Perhaps growth and development is bent and strange and circular, like space-time warped within our intellectual, emotional cavity. Several times I have seen space-time, and time travel, described like a piece of paper that can be folded back upon itself. My mind seems to work this way too. I return, I warp, but always perceive myself as moving forward.
I began a new painting yesterday. This is "2016 No.17". It does not feel revolutionary, but happily summative. That which I know is realized. This is me sitting pretty. I think I am accepting the place I am right now. In getting to know myself I have realized this: My pleasure in knowing something won't last long. I will enjoy it while I can. I believe this painting will spill from me like water from an overfilled pitcher. I am releasing tension, the over-filled container that I am, by simply doing, nice and easy. The work shown today was done two days ago. I have been distracted by the failure of an automobile. Yes, I am without a car in New Hampshire. The everyday life of things can remove one from the everyday life of the self. This thing that has failed literally drives me. It must be taken care of. This "taking care" removes me from the here and now. To decisively go forward I am required to take time, planning, money, and thought.
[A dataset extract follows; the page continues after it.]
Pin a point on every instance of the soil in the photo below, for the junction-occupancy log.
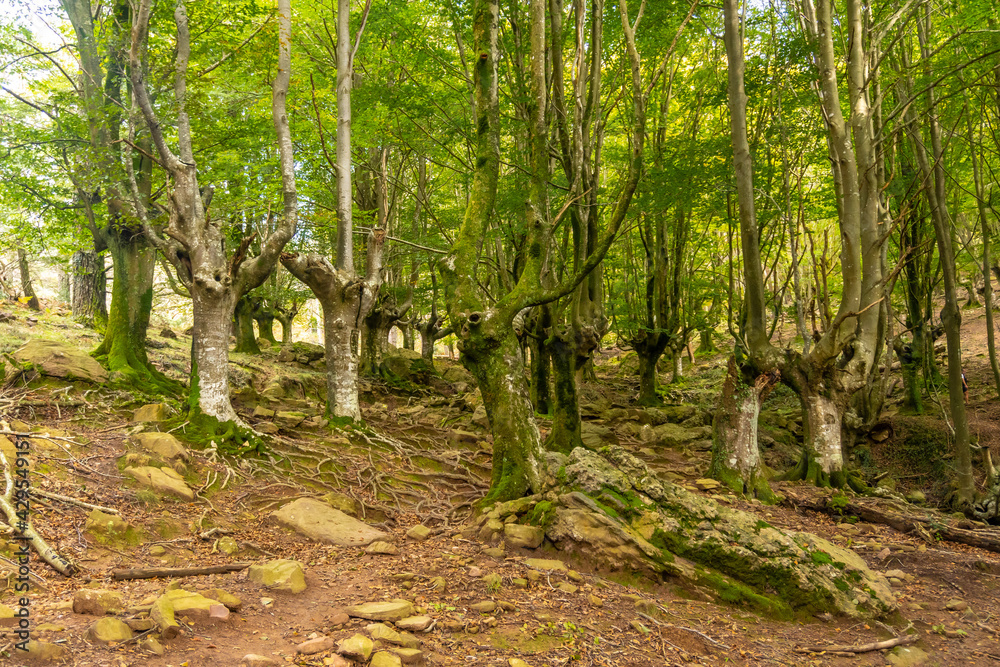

The work shown today is good. Both the drawing and the painting are exploring the centering of a form. These compositions have been built around a central form. My wife, she said to me, "I could have seen a circle there." Not me. My world demands a three-dimensional form, not a two-dimensional circle. So I am not posting every day now because I am getting to the studio early and don't always have the time or energy to post after the studio. But... the work is better! The energy in the studio is better! And, guess what!? A surprise! After viewing the reproduction of "Asparagus" (state 11) I realized the contrast between the central figure and the orange background was causing reproduction problems, which were indicative of actual painting problems. This is another reversal of fortune: The reproduction leads to change rather than the other way around! You can see the discussed reproduction (state 11) below. To its right is the reaction that enhanced the visual contrast (state 12). Yesterday's version is state 13 (above). Asparagus, States 11 & 12 During the same three days, represented by the three reproductions of Asparagus, I made the following three drawings. Drawings: 03·20·2015, 03·21·2015, 03·22·2015, pencil on paper, 11X14 inches 😃☞ Please remember, TO ENLARGE any reproduction CLICK on the reproduction!
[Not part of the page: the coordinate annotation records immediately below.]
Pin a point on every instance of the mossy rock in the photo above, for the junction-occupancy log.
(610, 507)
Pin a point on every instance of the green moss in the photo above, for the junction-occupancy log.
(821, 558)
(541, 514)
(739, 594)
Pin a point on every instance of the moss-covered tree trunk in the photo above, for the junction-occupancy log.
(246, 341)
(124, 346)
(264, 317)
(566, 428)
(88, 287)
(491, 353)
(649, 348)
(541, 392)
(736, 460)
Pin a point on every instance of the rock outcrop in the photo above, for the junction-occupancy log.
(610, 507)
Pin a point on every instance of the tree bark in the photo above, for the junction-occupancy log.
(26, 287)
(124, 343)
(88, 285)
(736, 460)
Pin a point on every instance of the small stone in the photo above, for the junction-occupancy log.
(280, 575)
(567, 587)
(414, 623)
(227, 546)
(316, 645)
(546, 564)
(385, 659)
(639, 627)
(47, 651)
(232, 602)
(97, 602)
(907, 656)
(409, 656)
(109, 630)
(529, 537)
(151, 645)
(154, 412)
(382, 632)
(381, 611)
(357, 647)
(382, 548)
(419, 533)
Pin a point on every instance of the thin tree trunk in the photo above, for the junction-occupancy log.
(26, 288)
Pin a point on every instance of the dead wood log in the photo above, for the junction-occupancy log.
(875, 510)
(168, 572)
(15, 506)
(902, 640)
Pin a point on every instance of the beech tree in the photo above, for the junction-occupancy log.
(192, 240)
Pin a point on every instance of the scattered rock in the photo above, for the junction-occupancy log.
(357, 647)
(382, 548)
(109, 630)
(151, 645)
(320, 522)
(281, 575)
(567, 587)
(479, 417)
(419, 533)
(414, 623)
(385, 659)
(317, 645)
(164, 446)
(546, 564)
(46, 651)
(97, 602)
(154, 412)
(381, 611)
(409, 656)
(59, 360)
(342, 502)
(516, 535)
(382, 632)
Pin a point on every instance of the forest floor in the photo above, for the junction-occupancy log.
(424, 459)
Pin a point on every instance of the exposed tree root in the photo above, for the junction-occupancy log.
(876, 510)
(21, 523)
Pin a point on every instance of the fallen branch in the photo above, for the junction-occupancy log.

I did not count the marks, 1, 2, 3... a million. But I do know that it took the entire studio session to make today's drawing. Yes, this blog post is different. I am posting on the day of the drawing, not the day after. This new methodology feels right. I had hoped to get to painting but it did not happen. I had the energy to stick with solving the nitty gritty problems of this drawing as I encountered all kinds of strangeness. Getting out to studio immediately after the acts of waking and nourishment is energizing. The limit to my work is the limit of my ideas. That is exactly the description that defines today's drawing.
I feel my fortune of ideas is getting the short shrift. I have not been managing my time well! My artistic ideas are getting curt treatment. I have been spending my early mornings in front of the computer, doing what I am doing right now. First I use Photoshop to prepare publication-ready images of the art I created the day before. Then I write my blog. While here I look at my email, do other daily organizing tasks, then eat breakfast. It is late morning by the time I get to the studio. This schedule results in some of my best and brightest energy being used up. That is wrong. Energy is like a reservoir. It is limited in depth and width. I am reversing this poorly chosen manner of living by writing this blog now, at the end of my creative day, rather than at the beginning.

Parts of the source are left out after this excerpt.